An idea is to compute a single canonical string which summarizes the _structural_ type of something. Think of it as a Godel number for the type. (http://diary.carolyn.org/godel2.html) Well not actually a Godel number, since they are very expensive to calculate and large. But close. Lets call them "type Godel strings" with the following properties:
* the godel string for identical types will be equal
* the godel strings for common types are small and very fast to compare.
* godel strings are stateless and serializable
You may have experienced something similar in C++ name mangling. (http://en.wikipedia.org/wiki/Name_mangling) There is an algorithm for creating a string from a type. However we are not proposing to mangle anything :-)
Here are C++ name mangling examples: 
   void h(int, char) // is mangled to:  _Z1hic
   void h(int) // is mangled to: _Z1hi
For Python types we do not need the names so we would have something like:
   h(int, str) -> void   -  '1is'
I don't want to guess what the strings would look like.  The algorithm design could use some kind of statistical analysis to come up with an optimally short encoding. Huffman maybe?

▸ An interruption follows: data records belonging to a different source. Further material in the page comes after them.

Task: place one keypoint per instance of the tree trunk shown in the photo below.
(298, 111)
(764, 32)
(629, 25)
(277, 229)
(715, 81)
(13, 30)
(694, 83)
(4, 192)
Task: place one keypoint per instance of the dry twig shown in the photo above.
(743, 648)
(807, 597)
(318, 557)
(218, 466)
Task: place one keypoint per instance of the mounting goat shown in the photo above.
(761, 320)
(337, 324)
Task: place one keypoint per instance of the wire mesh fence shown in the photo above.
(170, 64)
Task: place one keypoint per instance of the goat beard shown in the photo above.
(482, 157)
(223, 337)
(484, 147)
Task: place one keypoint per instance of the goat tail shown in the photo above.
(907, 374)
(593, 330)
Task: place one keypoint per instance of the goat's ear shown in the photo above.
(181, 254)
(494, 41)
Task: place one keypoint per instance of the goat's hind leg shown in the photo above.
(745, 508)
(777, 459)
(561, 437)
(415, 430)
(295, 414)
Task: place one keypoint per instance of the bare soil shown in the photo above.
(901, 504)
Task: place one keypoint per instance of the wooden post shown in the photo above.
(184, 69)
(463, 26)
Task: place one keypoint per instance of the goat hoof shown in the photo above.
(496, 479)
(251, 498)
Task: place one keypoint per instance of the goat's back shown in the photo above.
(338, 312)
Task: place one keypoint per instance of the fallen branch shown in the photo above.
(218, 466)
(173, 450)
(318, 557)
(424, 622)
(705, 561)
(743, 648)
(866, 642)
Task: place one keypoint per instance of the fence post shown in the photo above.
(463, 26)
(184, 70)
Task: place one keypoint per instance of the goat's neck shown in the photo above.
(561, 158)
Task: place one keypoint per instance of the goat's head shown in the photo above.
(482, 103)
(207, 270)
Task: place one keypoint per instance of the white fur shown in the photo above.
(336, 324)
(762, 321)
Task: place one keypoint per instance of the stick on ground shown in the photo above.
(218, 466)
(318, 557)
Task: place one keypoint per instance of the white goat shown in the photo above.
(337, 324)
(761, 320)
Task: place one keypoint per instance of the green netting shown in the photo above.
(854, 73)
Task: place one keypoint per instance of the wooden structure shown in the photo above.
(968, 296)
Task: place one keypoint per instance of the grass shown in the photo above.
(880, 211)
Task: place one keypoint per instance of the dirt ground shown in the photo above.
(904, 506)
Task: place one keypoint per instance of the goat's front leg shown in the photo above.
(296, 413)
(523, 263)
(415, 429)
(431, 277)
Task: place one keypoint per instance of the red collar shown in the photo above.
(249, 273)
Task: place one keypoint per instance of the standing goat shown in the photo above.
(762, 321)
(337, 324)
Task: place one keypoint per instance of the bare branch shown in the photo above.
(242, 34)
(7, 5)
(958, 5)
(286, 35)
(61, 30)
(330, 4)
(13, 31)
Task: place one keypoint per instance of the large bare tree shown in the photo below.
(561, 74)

Type comparison operators would only need a deep inspection of the types when the godel strings don't match. If most comparisons will be an exact match (not a subtype) the lookup should be faster. My hunch is that in real systems, exact matches will be very common. Some statistical work on real programs would be a good idea... The subtype operator would do: 
   if object_type.godel() == required_type.godel(): 
                     # fast string comparison
      # exact match so OK proceed
   else:  
      if object_type <: type :  # slow to execute
         Yes proceed.
Godel strings would be cacheable. The type comparison operators could be memoized to store the type-subtype lattice, not as a lattice of type objects, but as a lattice type godel strings. The cache would also be able to remember relationships between types for which the original type expression objects have been deleted.

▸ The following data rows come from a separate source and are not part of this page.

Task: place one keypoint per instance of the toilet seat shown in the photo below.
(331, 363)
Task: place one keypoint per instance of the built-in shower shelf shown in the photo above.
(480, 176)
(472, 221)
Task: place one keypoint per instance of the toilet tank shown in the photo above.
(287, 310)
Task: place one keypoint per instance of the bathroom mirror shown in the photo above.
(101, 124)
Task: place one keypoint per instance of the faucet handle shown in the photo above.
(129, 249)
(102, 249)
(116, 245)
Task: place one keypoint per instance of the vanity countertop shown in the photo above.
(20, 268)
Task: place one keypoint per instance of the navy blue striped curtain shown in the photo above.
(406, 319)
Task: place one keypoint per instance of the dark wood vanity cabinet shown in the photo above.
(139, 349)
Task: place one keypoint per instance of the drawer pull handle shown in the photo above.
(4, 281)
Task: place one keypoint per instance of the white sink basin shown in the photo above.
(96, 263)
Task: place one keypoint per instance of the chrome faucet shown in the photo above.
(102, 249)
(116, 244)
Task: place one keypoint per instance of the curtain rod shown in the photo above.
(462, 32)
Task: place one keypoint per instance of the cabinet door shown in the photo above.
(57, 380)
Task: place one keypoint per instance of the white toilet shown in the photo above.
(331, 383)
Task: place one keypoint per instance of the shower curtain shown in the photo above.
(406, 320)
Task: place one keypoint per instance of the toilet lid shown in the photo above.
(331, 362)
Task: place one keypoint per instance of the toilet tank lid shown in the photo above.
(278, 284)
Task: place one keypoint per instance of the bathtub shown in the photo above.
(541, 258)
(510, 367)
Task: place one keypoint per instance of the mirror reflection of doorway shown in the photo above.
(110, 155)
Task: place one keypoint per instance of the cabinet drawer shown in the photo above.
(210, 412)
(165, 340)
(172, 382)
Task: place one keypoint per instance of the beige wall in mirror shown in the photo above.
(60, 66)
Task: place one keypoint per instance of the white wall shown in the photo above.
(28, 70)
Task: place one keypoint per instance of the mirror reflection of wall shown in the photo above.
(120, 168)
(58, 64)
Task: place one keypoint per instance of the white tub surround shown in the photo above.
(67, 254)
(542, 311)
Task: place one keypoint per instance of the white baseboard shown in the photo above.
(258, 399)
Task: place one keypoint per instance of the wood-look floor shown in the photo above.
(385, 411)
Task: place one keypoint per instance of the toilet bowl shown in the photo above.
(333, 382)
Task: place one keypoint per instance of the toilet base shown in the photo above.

This idea implies that every type object in Python must provide a godel() method as a standard. 
Individual value objects could (provided they were immutable) cache their type's godel string accessible from a godel() method. This would speed up type comparison, since the type checking may not need to visit every sub- component of the object. Mutable objects would see little benefit, since its type can change with every update. At best this plan optimises away the analysis of the required type, but not the mutable instance to be compared. 
The idea also requires that type expressions be immutable, which is probably not a bad thing anyway. What possible use could there be for a mutable type expression?